Well, that might end up being another parallel between the two Presidents. Grant in his memoirs did not write about his term as President. Neither has Obama (or Obama's ghostwriters) in Obama's existing memoirs.
If he is smart, when Obama is at the stage of his life where Grant was when Grant wrote "Personal Memoirs of U.S. Grant" will emulate Grant and stick to his pre-Presidential career. It is bound to be more illustrious than Obama's period as President.

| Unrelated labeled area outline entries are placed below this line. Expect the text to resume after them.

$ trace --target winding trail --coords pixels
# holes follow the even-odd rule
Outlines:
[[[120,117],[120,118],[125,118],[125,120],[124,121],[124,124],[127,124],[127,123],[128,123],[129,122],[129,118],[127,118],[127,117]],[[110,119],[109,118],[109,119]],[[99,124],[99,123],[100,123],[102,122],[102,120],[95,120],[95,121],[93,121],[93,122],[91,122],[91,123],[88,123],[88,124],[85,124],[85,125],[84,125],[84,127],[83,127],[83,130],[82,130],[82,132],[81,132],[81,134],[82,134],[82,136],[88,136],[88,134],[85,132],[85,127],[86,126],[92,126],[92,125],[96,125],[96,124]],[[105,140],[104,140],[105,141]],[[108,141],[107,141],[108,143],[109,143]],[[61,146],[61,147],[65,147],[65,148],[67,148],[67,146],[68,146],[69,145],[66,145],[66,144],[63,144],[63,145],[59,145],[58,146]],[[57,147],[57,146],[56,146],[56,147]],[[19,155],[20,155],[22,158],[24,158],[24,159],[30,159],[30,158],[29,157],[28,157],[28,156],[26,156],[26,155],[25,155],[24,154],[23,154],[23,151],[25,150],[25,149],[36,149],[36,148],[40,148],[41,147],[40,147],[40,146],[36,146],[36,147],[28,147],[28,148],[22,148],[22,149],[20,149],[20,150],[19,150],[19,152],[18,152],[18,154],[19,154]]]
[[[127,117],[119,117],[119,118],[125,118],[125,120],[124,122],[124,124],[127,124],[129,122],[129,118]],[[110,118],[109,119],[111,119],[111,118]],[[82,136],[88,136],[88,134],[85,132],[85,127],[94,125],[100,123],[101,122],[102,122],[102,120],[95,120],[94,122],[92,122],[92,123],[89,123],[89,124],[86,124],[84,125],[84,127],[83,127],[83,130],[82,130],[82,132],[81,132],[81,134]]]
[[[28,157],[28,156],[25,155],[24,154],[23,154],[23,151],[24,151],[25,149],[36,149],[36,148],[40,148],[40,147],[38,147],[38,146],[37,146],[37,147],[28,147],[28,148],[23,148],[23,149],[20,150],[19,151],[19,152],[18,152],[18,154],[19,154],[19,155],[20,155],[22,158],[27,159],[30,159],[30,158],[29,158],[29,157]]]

(2) Gregory Koster made the following comment | May 16, 2011 10:52:23 PM | Permalink
Dear Mr. Dyer: Let's add a bit more history:
Grant was driven to writing his Civil War memoirs because he had lost all his money to his crooked investment banking partner, Ferdinand Ward. As Mencken put it about this episode: If Grant had been anyone else but Grant, he would have gone to trial.

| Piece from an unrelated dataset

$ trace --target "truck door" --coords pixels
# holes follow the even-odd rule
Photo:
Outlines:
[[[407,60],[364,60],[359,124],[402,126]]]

So Grant was broke, and his family was about to be destitute. Thus, the memoirs, with Mark Twain helping as publisher. Grant wrote them in a race with the cancer that was to kill him, finishing the memoirs less than two weeks before he died. Try to imagine The One showing anything close to that energy and discipline.
It's also worth noting that Grant was a flat failure in any career he tried up to the Civil War. Unlike The One, he didn't fail upward, and wasn't notably ruthless. Grant's ruthlessness needed a literal, not liberal, battlefield to emerge on. Finally, it's worth noting that modern liberal bigotry is seeking to move Grant up the ladder of Presidential achievement, on the grounds that he didn't believe that the only good Indian was a dead one in the manner of the young Theodore Roosevelt. William McFeely won a Pulitzer Prize for starting this effort. McFeely at least worked at his effort, and has a fine style. Baker's sodden imbecility is just the latest in 50 years of liberal bigotry, groveling to quacks on one hand, revising history to beat the despised middle classes of the country with the other.
Sincerely yours,
Gregory Koster
(3) Mike Myers made the following comment | May 17, 2011 12:45:26 AM | Permalink
Grant's great strength as a general in the field was his ability to write clear, concise orders. There was no confusion as to what Grant wanted.

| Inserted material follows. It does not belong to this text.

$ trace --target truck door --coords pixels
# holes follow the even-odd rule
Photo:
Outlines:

Obama can't order a hamburger without multiple dependent and conflicting clauses. Poor hamburger flipper has a hard time figuring out what this doofus is asking for.
(4) Beldar made the following comment | May 17, 2011 1:04:27 AM | Permalink
Mr. Koster (#2) & Mr. Myers (#3): You're both right about Grant (and Obama). And re Mr. Myers' point about Grant's orders, ironically, a failure to give clear and decisive orders was sometimes one of Robert E. Lee's principal weaknesses — as it was, to his and his command's great rue, at Gettysburg (before Grant came East). Lee's courtly regard for his near-subordinates sometimes led him to assume that they'd "understand" the degree of independent discretion he was expecting of them in a particular situation. If they'd not guessed wrong, Lee would have had his cavalry and Pickett might never have made his charge.
(5) stan made the following comment | May 17, 2011 8:56:06 AM | Permalink
At least Grant actually wrote his book.
Jack Cashill and Christopher Andersen have pretty convincing evidence that Ayers wrote BO's.